Sztandarowym produktem Apple jest obecnie iPhone i to od niego warto zacząć. Część analityków stawiała na sprzedaż 48 mln smartfonów i trzeba przyznać, że niewiele się pomylili – według danych korporacji sprzedano 47,8 mln słuchawek. Dla porównania: w analogicznym okresie roku 2011 sprzedano niewiele ponad 37 mln smartfonów, a w III kwartale 2012 roku niecałe 27 mln. Słaba (relatywnie słaba) sprzedaż w okresie letnim nie powinna dziwić – rynek czekał już na następcę iPhone’a 4S, więc klienci wstrzymywali się z zakupem. Po premierze "piątki" pojawiło się jednak pytanie, czy ludzie będą kupowali ten model. Z przedstawionych danych wynika, że poszło całkiem nieźle. Niestety, trudno odpowiedzieć na pytanie o sprzedaż konkretnych iPhone’ów – z takimi danymi mielibyśmy już czarno na białym, jak rynek przyjął większą słuchawkę Apple.


Wzrosty zanotowano także w przypadku tabletów. W poprzednim kwartale sprzedano 22,9 mln iPadów. Rok wcześniej było to 15,4 mln, a w III kwartale 2012 roku 14 mln. W tym przypadku pytanie o konkretne modele jest jeszcze bardziej zasadne – na rynku pojawiły się niedawno dwa nowe modele (iPad mini oraz iPad 4) i można jedynie zgadywać, który tablet z ich oferty stanowi obecnie jej fundament i w jakim stopniu.


W porównaniu z ostatnim kwartałem roku 2011 spadła sprzedaż komputerów (z 5,2 do 4,1 mln) oraz iPodów (z 15,4 do 12,7 mln). Te dane chyba nikogo nie zaskoczyły i w dużej mierze były do przewidzenia – uwagę większości osób przyciągał iPhone 5 oraz zyski. A co się tyczy tych ostatnich: firma zarobiła w Q4 2012 13,1 mld dolarów (wobec 13,06 mld dolarów w analogicznym okresie roku poprzedniego). Przychód wyniósł 54,4 mld dolarów (Q4 2011 – 46 mld dolarów). Można uznać, że zysk pozostał na tym samym poziomie (choć lekko wzrósł), ale w przypadku przychodu widać już wyraźny wzrost. Kolejny raz pobito rekord i to w imponujący sposób.

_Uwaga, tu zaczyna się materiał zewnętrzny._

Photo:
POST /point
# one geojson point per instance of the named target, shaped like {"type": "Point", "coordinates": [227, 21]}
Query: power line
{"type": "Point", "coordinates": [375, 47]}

W tym momencie zaczynają się przysłowiowe schody. Nie jest to oczywisćie powszechne zjawisko – część komentatorów uznała wyniki za bardzo dobre i stwierdziła, że czarne scenariusze zostały rozpisane przedwcześnie. Na dobrą sprawę, trudno się z tym nie zgodzić – 13 mld dolarów zarobionych w czasie trzech miesięcy to wynik, o którym inne korporacje (nie tylko z segmentu IT) mogą po prostu zapomnieć. Problem Apple polega jednak na tym, że przyzwyczaiła wszystkich do dwu, a nawet trzycyfrowych procentowych wzrostów (mam na myśli zarówno sprzedaż, jak i wyniki finansowe) i w takiej sytuacji nawet bardzo dobre wyniki zostaną uznane za dobre lub przeciętne.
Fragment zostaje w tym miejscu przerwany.